Overlayroot Problem Statement

This week I've been looking at overlayroot as a potential solution to reduce the effort to make changes to the nodes in my Raspberry Pi cluster. In this post I want to brain-dump about the problem I'm hoping it solves and the problems I'm running into with respect to implementing overlayroot as well as potential solutions that I'm exploring.

What am I hoping to solve with `overlayroot`?

For my Raspberry Pi cluster, I've been using cloud-init's NoCloud provider to configure each node, which entails mounting my SD card to my Mac and writing new user-data. This worked fine when changes were infrequent, but I'm pivoting toward pushing more of the complexity into the user-data so I want to remove the "burn an SD card image" from my iteration loop (as well as the incumbent searching around for my SD card adapter).

There are a few solutions to this problem, but the one that seems most appealing is using overlayroot to keep a read-only filesystem layer (the "lower" layer in overlayfs terminology) that essentially preserves the initial image as it was at install-time while writing changes to an "upper" layer. The upper layer can then be erased in order to reset the system to its initial state.

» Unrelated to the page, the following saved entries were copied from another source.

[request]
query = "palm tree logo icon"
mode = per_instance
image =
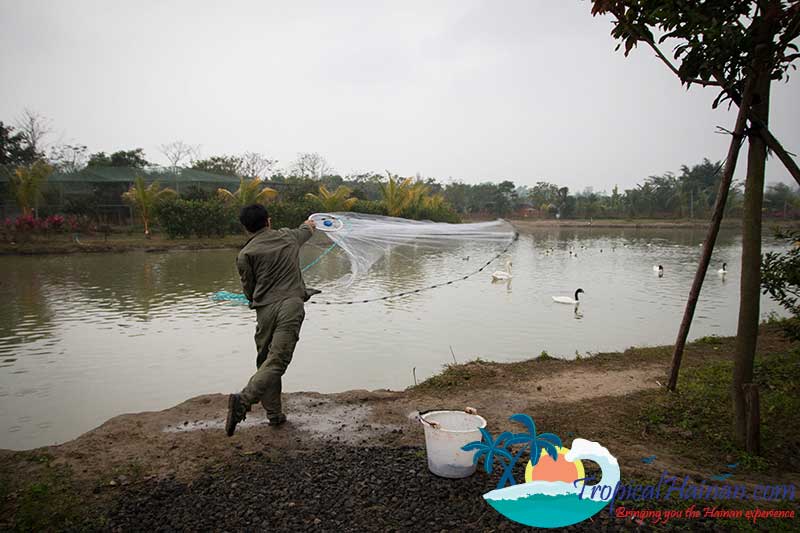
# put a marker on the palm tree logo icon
(552, 494)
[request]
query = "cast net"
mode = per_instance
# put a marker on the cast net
(358, 258)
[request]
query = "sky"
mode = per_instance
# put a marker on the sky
(467, 90)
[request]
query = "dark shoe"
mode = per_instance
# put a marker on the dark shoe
(236, 413)
(276, 421)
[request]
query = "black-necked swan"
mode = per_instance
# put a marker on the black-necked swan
(567, 299)
(502, 275)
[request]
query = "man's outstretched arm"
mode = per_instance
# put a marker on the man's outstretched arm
(304, 232)
(247, 276)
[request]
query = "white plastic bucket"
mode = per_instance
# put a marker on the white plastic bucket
(445, 433)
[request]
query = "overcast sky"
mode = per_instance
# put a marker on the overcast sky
(475, 90)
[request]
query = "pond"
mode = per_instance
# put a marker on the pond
(87, 337)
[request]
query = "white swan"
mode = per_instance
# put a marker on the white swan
(567, 299)
(502, 275)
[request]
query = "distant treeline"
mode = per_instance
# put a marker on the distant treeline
(689, 194)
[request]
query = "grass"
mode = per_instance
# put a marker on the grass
(700, 412)
(47, 502)
(117, 242)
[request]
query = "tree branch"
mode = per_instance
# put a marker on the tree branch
(622, 20)
(771, 141)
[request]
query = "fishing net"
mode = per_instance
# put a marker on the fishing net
(358, 257)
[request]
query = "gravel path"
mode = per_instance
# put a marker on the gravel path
(332, 489)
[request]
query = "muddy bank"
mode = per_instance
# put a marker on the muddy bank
(356, 461)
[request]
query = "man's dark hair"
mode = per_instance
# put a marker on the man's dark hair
(253, 217)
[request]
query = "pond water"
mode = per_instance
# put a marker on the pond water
(87, 337)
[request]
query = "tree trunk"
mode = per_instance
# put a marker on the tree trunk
(750, 286)
(711, 235)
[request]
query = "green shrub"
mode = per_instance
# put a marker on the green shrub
(370, 207)
(292, 214)
(202, 218)
(439, 213)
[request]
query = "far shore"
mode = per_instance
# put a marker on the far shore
(123, 240)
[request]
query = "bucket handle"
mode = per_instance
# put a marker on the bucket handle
(435, 425)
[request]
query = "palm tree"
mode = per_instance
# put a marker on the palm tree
(249, 192)
(395, 194)
(332, 202)
(27, 183)
(532, 442)
(144, 199)
(490, 448)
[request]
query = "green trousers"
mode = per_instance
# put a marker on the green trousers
(277, 332)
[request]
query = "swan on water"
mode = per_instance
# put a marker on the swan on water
(567, 299)
(502, 275)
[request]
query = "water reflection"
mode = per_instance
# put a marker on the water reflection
(113, 333)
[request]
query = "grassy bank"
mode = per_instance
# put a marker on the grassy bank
(115, 242)
(613, 398)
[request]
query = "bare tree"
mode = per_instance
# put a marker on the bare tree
(69, 158)
(255, 165)
(34, 128)
(177, 152)
(310, 165)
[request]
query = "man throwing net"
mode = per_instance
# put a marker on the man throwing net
(272, 282)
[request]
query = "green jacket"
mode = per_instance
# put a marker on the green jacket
(269, 265)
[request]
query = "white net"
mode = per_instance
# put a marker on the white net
(359, 258)
(380, 250)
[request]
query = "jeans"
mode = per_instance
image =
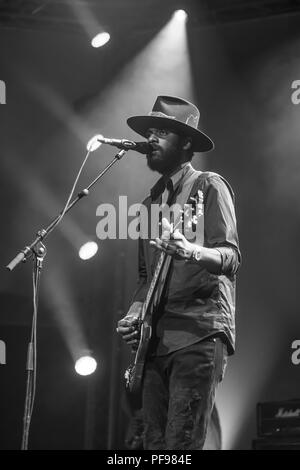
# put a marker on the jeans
(178, 395)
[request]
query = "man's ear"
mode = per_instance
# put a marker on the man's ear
(187, 143)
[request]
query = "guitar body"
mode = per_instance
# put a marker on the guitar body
(134, 373)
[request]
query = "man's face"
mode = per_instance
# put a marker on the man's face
(167, 150)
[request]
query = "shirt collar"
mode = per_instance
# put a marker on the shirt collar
(184, 169)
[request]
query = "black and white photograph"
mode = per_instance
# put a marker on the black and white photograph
(150, 222)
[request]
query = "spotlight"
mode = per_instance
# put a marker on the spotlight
(180, 15)
(88, 250)
(94, 143)
(85, 365)
(100, 39)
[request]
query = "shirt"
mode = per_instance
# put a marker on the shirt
(196, 303)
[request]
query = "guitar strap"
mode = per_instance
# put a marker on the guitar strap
(196, 181)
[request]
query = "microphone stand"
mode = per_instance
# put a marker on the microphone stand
(38, 250)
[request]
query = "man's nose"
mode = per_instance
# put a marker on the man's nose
(152, 137)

Roadblocks & potential solutions

The problem I'm running into is that overlayroot seems to assume that these layers are running on distinct block devices, and it seems overwhelmingly people use an in-memory tmpfs for the upper layer (so much so that it seems to be implicit when people write about overlayroot online). As far as I can tell from the overlayroot documentation and Googling, I have these options:

Use a tmpfs upper layer
Partition my SD card such that I have a device for "upper" and "lower"
Maybe create a loop device from a file on a single primary partition

Use a tmpfs upper layer

This option is the easiest to get working, but it seems like overlayroot will use half of the available memory for the tmpfs which is a lot for a raspberry pi (particularly my 1GB pis). As far as I can tell, there's no way to specify an amount of memory before it starts swapping to disk, and I'm also not sure how the performance of swapping a tmpfs to disk will compare to just writing to a block device (moreover, I would think I still would need a large swap partition anyway, so I don't think this ends up buying me anything over a partitioned SD card).

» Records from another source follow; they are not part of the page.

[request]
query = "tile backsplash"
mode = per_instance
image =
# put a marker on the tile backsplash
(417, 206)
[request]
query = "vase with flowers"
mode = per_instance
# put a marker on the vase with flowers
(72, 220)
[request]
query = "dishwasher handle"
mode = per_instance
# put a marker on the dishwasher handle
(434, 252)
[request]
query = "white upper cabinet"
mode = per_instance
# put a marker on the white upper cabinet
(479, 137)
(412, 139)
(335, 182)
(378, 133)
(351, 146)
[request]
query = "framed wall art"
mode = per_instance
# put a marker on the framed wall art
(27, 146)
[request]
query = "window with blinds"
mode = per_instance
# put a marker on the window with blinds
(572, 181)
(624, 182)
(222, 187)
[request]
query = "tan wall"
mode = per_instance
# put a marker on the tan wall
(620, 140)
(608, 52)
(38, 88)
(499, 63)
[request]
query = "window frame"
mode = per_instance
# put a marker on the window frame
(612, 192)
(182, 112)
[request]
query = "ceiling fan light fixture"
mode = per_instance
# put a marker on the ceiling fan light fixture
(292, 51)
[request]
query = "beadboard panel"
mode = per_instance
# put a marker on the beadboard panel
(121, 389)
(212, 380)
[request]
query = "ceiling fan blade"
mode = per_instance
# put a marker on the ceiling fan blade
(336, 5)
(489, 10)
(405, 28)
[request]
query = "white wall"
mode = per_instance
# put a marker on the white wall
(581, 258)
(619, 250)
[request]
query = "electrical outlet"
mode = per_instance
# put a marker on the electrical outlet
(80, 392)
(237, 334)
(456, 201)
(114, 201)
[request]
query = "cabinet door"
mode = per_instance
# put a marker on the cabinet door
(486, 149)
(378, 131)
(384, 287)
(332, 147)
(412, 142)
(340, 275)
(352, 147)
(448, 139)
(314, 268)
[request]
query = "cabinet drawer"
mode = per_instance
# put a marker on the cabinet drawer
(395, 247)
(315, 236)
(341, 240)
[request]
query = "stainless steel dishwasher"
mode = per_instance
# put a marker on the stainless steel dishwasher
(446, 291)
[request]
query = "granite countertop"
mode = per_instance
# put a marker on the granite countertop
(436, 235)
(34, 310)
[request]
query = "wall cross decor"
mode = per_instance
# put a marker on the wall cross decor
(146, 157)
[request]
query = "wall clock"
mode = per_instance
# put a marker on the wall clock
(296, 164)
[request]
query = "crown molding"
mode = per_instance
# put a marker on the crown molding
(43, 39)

Partition SD card into "upper" and "lower" partitions

Basically this approach involves writing a Raspberry Pi disk image file to an SD card and then creating a third "upper" partition with the remaining space. This will give me devices that I can reference in the overlayroot.conf file, but it's a pretty significant mount of work everytime I want to burn a new SD card (there's probably some way to automatically grow the third partition, but I'm not sure how to make that happen at the moment).

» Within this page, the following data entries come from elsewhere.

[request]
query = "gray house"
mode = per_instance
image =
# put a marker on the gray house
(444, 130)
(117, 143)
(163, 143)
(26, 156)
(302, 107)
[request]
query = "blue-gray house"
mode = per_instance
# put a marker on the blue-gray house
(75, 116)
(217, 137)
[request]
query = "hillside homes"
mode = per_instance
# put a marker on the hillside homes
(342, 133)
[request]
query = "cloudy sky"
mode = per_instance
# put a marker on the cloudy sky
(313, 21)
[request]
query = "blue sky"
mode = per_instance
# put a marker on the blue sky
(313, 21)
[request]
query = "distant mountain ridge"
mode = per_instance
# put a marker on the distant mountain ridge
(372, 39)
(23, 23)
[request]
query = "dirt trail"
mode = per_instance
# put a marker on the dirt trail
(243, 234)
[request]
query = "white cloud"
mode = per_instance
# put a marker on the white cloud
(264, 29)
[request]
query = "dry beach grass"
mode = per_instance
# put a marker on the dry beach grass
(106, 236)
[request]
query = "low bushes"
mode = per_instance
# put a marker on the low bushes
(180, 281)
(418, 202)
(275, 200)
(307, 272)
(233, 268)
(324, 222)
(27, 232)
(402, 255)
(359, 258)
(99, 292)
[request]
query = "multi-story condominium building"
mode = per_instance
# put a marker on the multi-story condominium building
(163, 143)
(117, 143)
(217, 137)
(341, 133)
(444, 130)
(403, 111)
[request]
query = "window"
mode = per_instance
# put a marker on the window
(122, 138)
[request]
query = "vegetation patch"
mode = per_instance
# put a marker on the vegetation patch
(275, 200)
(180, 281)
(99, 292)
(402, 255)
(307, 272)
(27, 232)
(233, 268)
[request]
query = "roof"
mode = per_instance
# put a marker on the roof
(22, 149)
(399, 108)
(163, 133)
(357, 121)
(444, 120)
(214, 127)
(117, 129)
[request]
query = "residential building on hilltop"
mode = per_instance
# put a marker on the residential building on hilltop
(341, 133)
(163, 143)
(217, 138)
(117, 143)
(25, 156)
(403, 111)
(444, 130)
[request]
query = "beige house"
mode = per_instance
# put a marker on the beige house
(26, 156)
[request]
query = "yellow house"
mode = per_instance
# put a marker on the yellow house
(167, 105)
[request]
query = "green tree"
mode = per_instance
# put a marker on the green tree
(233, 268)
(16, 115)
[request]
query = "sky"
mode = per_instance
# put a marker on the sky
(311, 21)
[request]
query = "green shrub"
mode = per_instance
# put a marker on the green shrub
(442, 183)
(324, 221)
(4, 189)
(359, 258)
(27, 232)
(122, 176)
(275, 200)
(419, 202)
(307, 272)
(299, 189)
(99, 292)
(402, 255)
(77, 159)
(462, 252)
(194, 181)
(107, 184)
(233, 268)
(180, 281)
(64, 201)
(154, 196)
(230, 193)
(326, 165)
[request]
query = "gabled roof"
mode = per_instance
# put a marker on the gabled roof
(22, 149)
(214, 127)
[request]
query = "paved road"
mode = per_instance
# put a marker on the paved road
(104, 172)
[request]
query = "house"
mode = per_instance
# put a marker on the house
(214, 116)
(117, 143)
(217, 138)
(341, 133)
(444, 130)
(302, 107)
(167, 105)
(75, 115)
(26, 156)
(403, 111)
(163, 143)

Maybe create a loop device from a file on a single primary partition

I'm not sure if this is feasible for a few reasons, but the idea is that I shouldn't have to create partitions just to get a separate block device. I should be able to create a file on my primary partition, create a loop device from that file, and reference that loop device from my overlayroot.conf file. The main challenge here is that loop devices don't persist across boots, so I would need to inject a script that runs before overlayroot which creates the loop device, and I'm not sure when exactly overlayroot runs during the boot process, nor how to hook in my script. I haven't found anything online about using overlayroot with loop devices (a few things about using a DIY overlayroot-like system with a loop device, but nothing about overlayroot specifically).

Conclusion

The tmpfs solution seems unworkable for my requirements (not using a bunch of memory), and the loop device solution seems like a thread that I could pull for a very long time before getting anything working (mostly because of my poor understanding of the Linux boot process). The partitioned SD card solution seems like the fastest path to a working solution, but it also requires a lot of work each time I'm burning an SD card (any time I want to add a new Pi to the cluster or replace an SD card).

As such, I'll start by getting the partitioned SD card working and see how that works out in practice. Hopefully I won't be burning SD cards so often as to be burdensome, and even if it is painful, I can probably automate away a fair amount of that pain (scripting the SD card burning process).

Craig Weber